Coming back to software, another important part — and perhaps the most important one — is the part of the software that presents itself directly to the person using it. If software has anything like geometric properties then they sure occur in the user interface. Deeply interwoven with psychology and embodied cognition, human interface design might as well be the discipline that has most to learn from Alexander (and the least prior art to my knowledge).

and

Programming is fundamentally about building tools, which is a step removed from the creation process. We’re not creating something directly, but rather create something that others can use to create something else. It is here where Alexander’s main criticism about contemporary architecture applies directly to software: the people using it are not the people designing and building it. As in architecture, we have created a world in software where we, too, discriminate people from experts and have built a whole industry based on that chasm.

If a better future for architecture is rooted in involving everyone more in the building process, so that the people who exactly know or feel what they need and want are empowered to design and build these things themselves or at least are much more involved in the process of creation, then software needs to be headed into the same direction.
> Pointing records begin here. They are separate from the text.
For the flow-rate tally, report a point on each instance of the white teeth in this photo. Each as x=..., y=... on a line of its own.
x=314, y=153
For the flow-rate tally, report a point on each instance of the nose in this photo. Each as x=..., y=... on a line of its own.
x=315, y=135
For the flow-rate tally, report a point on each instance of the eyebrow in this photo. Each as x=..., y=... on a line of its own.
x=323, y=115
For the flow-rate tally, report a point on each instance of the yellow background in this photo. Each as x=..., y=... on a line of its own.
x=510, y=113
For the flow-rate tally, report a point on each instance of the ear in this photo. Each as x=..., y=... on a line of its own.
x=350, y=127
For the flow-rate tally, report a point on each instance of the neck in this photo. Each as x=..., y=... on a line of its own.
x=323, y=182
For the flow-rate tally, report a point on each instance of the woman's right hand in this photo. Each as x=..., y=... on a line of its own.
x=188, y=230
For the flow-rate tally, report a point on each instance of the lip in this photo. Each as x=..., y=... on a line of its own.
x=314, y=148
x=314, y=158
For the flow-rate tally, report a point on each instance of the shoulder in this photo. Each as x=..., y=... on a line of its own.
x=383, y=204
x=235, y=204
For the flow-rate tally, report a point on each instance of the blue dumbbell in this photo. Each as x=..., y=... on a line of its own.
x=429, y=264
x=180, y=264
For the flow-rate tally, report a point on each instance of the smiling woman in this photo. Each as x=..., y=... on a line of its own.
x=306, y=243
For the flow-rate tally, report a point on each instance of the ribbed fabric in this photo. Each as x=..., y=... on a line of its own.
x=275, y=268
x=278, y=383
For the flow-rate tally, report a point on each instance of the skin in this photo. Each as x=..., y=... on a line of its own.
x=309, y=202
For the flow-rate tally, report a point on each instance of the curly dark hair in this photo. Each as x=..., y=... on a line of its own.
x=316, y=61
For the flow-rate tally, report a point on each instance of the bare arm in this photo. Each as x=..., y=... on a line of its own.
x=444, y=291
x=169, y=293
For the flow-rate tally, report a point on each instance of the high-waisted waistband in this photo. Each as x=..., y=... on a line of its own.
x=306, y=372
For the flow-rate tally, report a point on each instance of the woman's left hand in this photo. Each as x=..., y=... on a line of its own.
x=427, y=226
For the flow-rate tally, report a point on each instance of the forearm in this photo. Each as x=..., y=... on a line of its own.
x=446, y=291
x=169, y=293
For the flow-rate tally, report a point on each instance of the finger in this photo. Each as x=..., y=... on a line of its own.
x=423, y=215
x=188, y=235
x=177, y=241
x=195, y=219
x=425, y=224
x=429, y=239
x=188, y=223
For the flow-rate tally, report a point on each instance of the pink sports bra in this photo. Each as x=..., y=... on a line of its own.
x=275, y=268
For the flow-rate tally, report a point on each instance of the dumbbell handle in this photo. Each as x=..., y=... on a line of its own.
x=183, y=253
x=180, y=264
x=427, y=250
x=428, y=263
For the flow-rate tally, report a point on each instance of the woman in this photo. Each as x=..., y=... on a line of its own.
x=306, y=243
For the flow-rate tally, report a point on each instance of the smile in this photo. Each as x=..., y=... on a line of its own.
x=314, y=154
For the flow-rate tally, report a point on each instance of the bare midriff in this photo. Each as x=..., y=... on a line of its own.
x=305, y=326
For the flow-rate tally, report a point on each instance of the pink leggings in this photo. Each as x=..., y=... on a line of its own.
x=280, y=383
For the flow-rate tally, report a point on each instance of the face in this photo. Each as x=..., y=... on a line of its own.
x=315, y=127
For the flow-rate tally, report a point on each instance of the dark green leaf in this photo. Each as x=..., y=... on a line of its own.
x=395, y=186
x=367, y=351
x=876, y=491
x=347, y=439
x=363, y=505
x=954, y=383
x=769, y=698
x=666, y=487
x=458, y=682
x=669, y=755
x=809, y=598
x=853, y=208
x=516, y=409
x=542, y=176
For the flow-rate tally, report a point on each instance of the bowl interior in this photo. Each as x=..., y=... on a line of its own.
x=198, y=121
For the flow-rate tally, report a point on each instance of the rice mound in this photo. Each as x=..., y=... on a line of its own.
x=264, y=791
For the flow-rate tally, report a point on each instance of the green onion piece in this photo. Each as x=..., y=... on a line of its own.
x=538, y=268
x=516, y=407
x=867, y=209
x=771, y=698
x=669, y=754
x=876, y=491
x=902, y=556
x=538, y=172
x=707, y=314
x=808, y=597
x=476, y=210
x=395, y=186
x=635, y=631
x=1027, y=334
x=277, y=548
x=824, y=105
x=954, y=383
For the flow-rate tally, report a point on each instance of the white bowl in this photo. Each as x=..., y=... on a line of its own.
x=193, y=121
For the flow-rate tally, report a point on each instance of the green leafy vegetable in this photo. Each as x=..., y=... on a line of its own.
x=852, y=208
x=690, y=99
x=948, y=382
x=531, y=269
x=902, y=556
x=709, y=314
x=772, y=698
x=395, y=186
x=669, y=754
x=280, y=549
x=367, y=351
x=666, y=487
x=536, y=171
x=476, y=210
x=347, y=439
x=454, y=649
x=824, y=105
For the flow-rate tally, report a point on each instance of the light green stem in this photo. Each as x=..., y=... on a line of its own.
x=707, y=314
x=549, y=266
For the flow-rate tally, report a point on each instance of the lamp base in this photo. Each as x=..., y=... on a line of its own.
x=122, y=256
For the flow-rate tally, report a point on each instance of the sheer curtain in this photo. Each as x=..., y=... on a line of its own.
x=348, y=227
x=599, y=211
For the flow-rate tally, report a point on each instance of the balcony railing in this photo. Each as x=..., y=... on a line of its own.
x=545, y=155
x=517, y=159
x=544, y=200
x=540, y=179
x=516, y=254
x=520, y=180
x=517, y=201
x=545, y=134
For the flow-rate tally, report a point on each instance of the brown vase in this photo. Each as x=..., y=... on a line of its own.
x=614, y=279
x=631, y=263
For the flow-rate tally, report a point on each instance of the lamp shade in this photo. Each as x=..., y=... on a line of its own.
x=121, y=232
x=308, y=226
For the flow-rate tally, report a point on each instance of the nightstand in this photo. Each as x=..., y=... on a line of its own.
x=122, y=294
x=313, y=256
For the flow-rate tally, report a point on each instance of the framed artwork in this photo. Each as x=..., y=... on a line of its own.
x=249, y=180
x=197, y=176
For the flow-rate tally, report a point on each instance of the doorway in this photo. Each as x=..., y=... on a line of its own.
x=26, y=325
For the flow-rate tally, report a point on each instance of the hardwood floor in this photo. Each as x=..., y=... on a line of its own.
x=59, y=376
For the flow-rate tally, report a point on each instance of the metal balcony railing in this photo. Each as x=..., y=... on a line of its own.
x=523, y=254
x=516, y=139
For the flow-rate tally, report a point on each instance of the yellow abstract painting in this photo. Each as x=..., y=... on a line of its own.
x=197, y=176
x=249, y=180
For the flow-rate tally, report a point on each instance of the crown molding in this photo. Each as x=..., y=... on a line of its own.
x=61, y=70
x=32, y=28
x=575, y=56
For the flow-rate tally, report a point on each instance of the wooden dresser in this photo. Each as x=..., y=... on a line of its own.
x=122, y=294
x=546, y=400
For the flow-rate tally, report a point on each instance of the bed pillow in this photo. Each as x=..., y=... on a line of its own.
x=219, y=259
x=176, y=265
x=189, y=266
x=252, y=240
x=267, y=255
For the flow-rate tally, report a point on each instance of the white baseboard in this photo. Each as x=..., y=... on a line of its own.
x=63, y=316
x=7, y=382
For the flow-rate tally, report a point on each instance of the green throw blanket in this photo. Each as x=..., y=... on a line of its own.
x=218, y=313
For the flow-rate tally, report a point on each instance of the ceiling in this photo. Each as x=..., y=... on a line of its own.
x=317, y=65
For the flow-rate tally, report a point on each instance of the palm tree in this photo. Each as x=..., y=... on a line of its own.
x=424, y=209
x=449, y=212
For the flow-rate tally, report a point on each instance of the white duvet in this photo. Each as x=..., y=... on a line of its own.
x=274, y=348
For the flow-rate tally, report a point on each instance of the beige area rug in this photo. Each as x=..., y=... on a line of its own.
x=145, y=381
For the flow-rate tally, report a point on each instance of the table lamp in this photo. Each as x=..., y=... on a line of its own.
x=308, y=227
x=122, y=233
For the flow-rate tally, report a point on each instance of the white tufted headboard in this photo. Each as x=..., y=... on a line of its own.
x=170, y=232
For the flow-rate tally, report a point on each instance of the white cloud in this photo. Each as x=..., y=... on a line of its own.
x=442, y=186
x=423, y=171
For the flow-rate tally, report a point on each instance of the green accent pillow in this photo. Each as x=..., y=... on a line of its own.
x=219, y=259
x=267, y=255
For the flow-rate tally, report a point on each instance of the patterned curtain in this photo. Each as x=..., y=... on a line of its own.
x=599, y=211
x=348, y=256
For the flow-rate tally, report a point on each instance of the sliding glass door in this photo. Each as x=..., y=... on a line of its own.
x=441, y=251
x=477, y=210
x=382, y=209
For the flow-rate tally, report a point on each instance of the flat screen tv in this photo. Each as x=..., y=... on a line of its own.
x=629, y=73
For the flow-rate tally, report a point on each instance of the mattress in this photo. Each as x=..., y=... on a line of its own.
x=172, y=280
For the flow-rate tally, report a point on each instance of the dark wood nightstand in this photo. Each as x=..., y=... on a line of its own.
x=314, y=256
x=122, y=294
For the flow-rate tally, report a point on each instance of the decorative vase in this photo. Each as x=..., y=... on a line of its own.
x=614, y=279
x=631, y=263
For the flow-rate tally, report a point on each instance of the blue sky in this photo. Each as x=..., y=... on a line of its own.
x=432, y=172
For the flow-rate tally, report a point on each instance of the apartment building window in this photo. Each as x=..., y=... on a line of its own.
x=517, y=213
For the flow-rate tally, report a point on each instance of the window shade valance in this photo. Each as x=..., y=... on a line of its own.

Bad software, designed without empathy, that restricts people to only follow strict procedures to achieve one specific goal, has trained millions of people that software is cumbersome, inflexible, and even hostile and that users have to adapt to the machine, if they want to get anything done. The future of computing should be very much the opposite. Good software can augment the human experience by becoming the tool that’s needed in the moment, unrestricted by limitations in the physical world. It can become the personal dynamic medium through which exploring and expressing our ideas should become simpler rather than more difficult.

That phrase designed without empathy resonates very strongly with me. Ironically, I see and feel that lack of empathy most of all in the "design* movement.

The important thing to me is that the user interface truthfully represents both the information domain and the machine which is rendering it. We have a lot of very shiny interfaces driven by design studies, but which separate the user from both control over their data and understanding of their machine.